Curtis recalled being interviewed by a reporter the day after her brother and other pot lifers learned they wouldn’t be getting out. After being asked if she was discouraged that Obama was gone and Trump had taken his place, she told him that surprisingly, she was not, she recounted to High Times.
“My brother has been in prison through the Clinton, Bush, and Obama administrations and so I don’t see hope backwards, hope has to be forward.”
Her optimism may not be displaced as the president has reportedly become obsessed with his power to grant mercy, revealing on June 8 that he is reviewing a list of 3,000 people “that have been treated unfairly or where their sentence is far too long.”

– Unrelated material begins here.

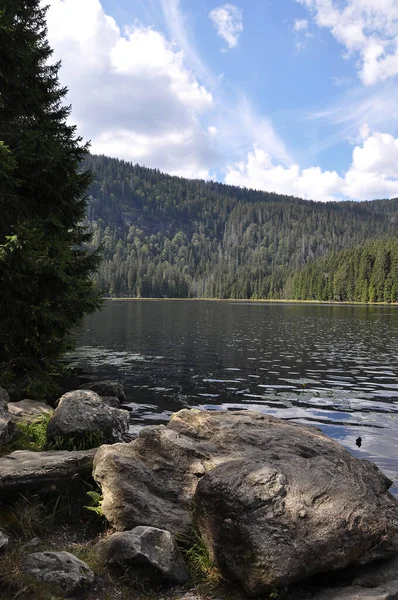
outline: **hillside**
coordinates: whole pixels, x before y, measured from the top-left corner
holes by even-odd
[[[95,174],[87,220],[109,296],[291,297],[292,277],[314,260],[398,232],[398,199],[306,201],[104,156],[84,166]]]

Curtis pointed out that clemency is now especially relevant as marijuana is increasingly decriminalized and legalized while a bill to end the federal ban is gaining momentum.
But the policy shifts are bittersweet for those still behind bars for their own roles in harvesting and distributing the plant. In an effort to build support from people benefiting from the new regulations, Curtis has amassed a database of cannabis business enterprises, conglomerates, and venture capitalists to whom she sends mailings urging them to advocate for those serving life sentences for cannabis. There aren’t many in the industry doing so, Curtis said—a surprising revelation, given that the plant is now part of a $9 billion industry projected to employ 292,000 people by 2021.
Curtis talks to her brother a few times a week but has passed on work like communicating regularly with pot prisoners to other advocacy groups such as CAN-Do and Families Against Mandatory Minimums (FAMM), whose president, Kevin Ring, heralded her as an inspiration.
“When advocates say, ‘When a person goes to prison, the whole family serves the time,’ you just have to look at Beth’s life. I don’t think she’s breathed a free breath since her brother went to prison,” he said.
She still spends every day on for LifeForPot, however, working from home on her 13-acre piece of land just outside of Zanesville’s city center. Her husband passed away three years ago and although they had different interests, she called him her “biggest cheerleader.” Curtis admitted she’s neglected many of her friends over the past decade but said they’re all tolerant of her mission. Spending the last 10 years fighting for pot prisoners hasn’t taken a toll on her physically, however, as youthful-looking Curtis joked that she wants more wrinkles to match her age. What she does have, she said, are a pair of personality traits she credits as the tools that drive her work.
“Obviously I’m a very obsessive-compulsive person and I’m pathologically optimistic.”